Bitcoin mining is the process of creating new bitcoin by solving puzzles. It consists of computing systems equipped with specialized chips competing to solve mathematical puzzles. The first bitcoin miner, as these systems are called, to solve the puzzle is rewarded with Bitcoin. The mining process also confirms transactions on the cryptocurrency’s network and makes them trustworthy.
For a short time after Bitcoin was launched, it was mined on desktop computers with regular central processing units (CPUs). But the process was extremely slow. Now the cryptocurrency is generated by using large mining pools spread across many geographies. Bitcoin miners aggregate mining systems that consume massive amounts of electricity to mine the cryptocurrency.
In regions where electricity is generated by using fossil fuels, bitcoin mining is considered detrimental to the environment. As a result, many bitcoin miners have moved operations to places with renewable sources of energy to reduce Bitcoin’s impact on climate change.
KEY TAKEAWAYS
- Bitcoin mining is the process of creating new bitcoin by solving a computational puzzle.
- Bitcoin mining is necessary to maintain the ledger of transactions upon which Bitcoin is based.
- Miners have become very sophisticated over the past several years, using complex machinery to speed up mining operations.
- Bitcoin mining has generated controversy because it is not considered environmentally friendly.
Just as gold is mined from the earth by using large implements and machines, bitcoin mining also uses big systems akin to data centers. These systems solve mathematical puzzles generated by Bitcoin’s algorithm to produce new coins.

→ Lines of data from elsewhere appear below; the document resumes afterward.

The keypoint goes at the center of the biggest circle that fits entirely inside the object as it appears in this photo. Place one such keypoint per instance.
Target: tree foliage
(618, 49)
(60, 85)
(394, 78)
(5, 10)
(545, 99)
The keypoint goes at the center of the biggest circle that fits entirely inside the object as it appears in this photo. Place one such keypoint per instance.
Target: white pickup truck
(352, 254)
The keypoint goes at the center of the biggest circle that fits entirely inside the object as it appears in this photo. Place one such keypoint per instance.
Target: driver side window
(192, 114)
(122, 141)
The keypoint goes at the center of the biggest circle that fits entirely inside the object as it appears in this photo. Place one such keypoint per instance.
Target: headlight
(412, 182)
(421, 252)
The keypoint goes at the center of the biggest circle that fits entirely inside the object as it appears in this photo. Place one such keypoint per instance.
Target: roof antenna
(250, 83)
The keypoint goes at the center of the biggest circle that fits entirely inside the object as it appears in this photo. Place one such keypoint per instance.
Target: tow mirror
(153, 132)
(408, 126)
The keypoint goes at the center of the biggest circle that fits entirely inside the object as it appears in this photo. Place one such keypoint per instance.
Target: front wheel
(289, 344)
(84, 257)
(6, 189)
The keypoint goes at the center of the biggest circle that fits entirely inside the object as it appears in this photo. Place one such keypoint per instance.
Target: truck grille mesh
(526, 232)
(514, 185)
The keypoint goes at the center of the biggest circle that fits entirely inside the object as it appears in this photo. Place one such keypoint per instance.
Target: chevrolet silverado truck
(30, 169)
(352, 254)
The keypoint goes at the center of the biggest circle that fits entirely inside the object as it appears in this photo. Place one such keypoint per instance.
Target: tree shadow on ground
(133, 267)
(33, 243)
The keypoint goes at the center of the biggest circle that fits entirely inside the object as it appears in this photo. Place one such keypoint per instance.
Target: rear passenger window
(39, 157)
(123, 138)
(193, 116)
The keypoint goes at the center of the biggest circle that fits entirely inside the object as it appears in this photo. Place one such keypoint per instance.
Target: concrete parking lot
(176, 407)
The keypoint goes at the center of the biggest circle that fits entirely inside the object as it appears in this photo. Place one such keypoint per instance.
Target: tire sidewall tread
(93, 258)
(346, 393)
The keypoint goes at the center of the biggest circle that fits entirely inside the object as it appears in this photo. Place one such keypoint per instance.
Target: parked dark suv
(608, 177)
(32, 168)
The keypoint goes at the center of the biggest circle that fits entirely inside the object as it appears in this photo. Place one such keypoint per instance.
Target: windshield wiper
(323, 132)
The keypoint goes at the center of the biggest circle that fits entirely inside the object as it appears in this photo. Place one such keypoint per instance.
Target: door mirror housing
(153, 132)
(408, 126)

By solving computational math problems, bitcoin miners also make the cryptocurrency’s network trustworthy by verifying its transaction information. They verify one megabyte (MB) worth of transactions—the size of a single block. These transactions can theoretically be as small as one transaction but are more often several thousand, depending on how much data each transaction stores. The idea behind verifying Bitcoin transaction information is to prevent double-spending. With printed currencies, counterfeiting is always an issue, although generally, when you spend $20 at the store, that bill is in the clerk’s hands. With digital currency, however, it’s a different story.
Digital information can be reproduced relatively easily, so with Bitcoin and other digital currencies, there is a risk that a spender can make a copy of their bitcoin and send it to another party while still holding onto the original.2
Bitcoin transactions are aggregated into blocks that are added to a database called blockchain. Full nodes in Bitcoin’s network maintain a record of the blockchain and verify transactions occurring on it. Bitcoin miners download the entire history of blockchain and assemble valid transactions into a block. If the block of assembled transactions is accepted and verified by other miners, then the miner receives a block reward.

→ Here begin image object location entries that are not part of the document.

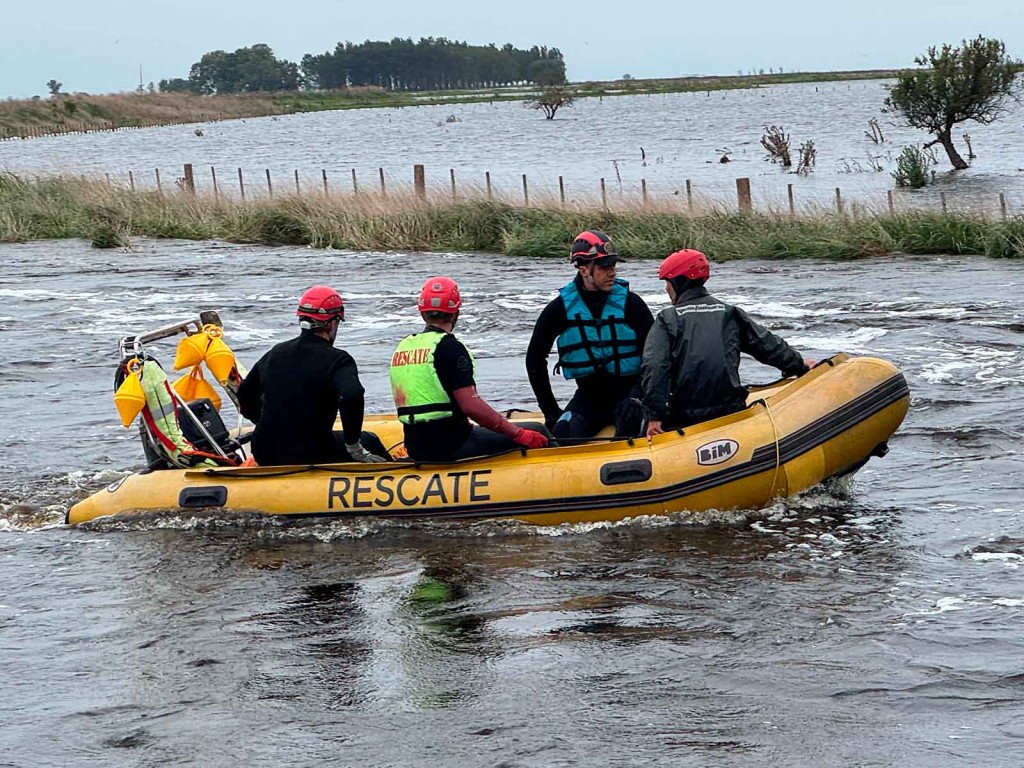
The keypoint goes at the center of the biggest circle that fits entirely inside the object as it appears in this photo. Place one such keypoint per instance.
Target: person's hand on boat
(653, 428)
(551, 417)
(359, 454)
(529, 438)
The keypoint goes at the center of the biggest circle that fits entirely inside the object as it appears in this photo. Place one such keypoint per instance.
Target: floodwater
(665, 139)
(870, 624)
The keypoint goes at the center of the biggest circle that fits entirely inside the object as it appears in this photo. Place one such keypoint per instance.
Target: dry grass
(111, 216)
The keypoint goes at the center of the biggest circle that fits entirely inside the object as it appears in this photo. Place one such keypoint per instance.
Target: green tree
(551, 100)
(246, 70)
(972, 82)
(176, 85)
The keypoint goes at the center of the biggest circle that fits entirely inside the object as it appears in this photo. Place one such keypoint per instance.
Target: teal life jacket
(589, 345)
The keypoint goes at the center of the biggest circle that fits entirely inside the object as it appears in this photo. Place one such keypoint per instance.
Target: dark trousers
(484, 442)
(584, 418)
(369, 440)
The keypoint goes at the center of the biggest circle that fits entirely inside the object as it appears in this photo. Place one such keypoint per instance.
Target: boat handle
(203, 496)
(617, 473)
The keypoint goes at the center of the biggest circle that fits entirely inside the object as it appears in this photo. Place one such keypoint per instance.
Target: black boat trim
(763, 460)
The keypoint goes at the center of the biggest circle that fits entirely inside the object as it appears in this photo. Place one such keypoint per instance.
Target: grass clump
(110, 216)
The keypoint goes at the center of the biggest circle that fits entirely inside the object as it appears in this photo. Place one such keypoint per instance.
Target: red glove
(529, 438)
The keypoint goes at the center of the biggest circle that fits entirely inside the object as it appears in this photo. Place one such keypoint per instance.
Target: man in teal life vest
(600, 327)
(435, 393)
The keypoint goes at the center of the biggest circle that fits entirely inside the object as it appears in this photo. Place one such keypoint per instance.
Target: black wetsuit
(690, 367)
(601, 398)
(294, 393)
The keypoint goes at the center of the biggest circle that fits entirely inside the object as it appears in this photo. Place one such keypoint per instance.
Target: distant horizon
(99, 47)
(570, 81)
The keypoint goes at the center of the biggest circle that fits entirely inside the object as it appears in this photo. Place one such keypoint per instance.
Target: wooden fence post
(420, 181)
(743, 195)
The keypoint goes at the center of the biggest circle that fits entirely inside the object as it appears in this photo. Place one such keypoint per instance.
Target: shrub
(912, 168)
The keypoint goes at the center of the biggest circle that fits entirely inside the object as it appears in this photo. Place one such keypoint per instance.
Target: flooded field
(869, 624)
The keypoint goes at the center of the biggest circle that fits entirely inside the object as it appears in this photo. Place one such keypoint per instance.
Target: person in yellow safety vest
(435, 393)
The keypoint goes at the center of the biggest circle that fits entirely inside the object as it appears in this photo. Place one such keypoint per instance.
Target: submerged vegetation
(109, 216)
(76, 112)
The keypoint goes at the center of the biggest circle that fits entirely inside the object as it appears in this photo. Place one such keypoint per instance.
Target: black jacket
(690, 369)
(602, 389)
(294, 394)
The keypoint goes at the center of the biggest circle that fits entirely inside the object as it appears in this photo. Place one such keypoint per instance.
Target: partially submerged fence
(237, 184)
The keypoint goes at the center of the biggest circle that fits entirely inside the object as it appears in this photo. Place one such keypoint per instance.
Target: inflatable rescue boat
(793, 435)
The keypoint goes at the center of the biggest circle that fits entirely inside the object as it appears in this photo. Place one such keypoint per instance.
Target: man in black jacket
(690, 370)
(600, 327)
(296, 390)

The block reward is halved every 210,000 blocks (or roughly every four years). In 2009, it was 50. In 2013, the reward amount declined to 25, and in 2016, it became 12.5. In Bitcoin’s most recent halving event, in 2020, the reward was changed to 6.25.

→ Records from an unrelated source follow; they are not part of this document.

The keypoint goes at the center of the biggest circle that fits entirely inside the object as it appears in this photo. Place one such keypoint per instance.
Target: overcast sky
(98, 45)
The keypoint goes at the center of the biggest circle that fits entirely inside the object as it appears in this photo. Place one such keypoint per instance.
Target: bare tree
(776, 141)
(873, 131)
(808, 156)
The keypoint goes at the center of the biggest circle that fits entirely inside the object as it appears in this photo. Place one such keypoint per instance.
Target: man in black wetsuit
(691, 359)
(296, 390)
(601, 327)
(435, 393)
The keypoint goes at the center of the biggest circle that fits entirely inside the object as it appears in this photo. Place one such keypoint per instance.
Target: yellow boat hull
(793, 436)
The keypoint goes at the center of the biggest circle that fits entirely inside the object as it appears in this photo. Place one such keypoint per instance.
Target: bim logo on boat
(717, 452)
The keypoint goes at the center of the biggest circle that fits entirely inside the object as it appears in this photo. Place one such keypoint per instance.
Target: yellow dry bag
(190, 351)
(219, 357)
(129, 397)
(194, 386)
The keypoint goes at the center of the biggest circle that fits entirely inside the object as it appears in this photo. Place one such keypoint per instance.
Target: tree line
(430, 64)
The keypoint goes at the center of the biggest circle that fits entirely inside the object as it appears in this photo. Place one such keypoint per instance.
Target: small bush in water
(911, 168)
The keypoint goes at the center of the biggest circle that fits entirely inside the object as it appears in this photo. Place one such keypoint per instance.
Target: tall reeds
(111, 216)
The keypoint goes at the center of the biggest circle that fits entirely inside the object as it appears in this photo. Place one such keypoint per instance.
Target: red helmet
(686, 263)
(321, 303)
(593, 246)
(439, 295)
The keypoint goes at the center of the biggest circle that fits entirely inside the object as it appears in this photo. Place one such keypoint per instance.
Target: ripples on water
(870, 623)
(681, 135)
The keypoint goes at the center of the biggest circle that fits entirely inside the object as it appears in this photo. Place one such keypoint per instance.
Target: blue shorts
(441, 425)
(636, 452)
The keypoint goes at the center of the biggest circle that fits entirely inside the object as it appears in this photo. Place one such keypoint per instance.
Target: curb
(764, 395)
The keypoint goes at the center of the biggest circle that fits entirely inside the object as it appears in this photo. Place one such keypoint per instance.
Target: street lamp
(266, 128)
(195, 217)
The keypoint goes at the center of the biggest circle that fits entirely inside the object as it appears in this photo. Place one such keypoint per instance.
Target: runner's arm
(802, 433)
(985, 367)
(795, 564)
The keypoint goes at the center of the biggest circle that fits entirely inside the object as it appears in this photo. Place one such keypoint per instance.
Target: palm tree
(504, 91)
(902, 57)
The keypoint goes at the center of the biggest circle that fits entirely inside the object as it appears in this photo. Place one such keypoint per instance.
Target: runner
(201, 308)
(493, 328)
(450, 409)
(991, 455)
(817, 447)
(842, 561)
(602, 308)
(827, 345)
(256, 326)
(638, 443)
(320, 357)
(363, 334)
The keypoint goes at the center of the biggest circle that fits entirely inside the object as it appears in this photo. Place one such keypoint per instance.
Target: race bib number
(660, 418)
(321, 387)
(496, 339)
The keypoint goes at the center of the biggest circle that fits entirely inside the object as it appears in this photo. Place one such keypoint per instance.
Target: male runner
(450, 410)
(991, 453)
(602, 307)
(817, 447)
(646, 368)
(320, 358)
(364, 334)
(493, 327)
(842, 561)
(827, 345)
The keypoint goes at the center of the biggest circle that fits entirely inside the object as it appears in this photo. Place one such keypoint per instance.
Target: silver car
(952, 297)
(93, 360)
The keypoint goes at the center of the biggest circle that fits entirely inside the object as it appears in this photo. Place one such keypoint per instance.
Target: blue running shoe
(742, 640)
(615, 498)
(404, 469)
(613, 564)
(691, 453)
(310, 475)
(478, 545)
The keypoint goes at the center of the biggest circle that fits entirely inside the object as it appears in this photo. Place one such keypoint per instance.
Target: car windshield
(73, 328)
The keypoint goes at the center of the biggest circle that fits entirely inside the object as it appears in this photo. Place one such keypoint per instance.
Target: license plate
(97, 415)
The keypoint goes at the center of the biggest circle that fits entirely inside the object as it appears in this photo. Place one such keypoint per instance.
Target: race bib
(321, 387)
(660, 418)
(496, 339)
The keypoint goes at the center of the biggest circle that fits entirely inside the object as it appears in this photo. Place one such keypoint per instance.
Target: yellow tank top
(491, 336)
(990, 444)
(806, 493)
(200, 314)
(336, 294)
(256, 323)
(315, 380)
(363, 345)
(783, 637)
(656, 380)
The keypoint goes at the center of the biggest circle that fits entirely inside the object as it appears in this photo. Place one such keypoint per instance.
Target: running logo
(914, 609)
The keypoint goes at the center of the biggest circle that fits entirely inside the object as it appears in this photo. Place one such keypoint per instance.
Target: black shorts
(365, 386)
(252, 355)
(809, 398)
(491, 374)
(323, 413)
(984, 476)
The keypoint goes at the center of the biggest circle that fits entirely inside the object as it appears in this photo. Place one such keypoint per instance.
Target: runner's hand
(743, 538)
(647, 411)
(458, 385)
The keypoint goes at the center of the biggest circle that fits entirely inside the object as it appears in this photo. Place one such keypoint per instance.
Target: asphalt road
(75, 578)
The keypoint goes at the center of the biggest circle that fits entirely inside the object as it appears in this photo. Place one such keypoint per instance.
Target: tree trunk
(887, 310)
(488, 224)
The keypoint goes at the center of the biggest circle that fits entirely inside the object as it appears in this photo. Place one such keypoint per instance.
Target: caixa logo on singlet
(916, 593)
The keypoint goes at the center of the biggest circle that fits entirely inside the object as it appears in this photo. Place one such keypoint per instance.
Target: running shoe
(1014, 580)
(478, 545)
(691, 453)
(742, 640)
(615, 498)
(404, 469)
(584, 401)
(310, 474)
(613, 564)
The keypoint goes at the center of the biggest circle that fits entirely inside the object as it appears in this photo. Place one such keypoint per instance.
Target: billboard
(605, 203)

Another incentive for bitcoin miners to participate in the process is transaction fees. In addition to rewards, miners also receive fees from any transactions contained in that block of transactions. As Bitcoin reaches its planned limit of 21 million (expected around 2140), miners will be rewarded with fees for processing transactions that network users will pay. These fees ensure that miners still have the incentive to mine and keep the network going. The idea is that competition for these fees will cause them to remain low after halving events are finished.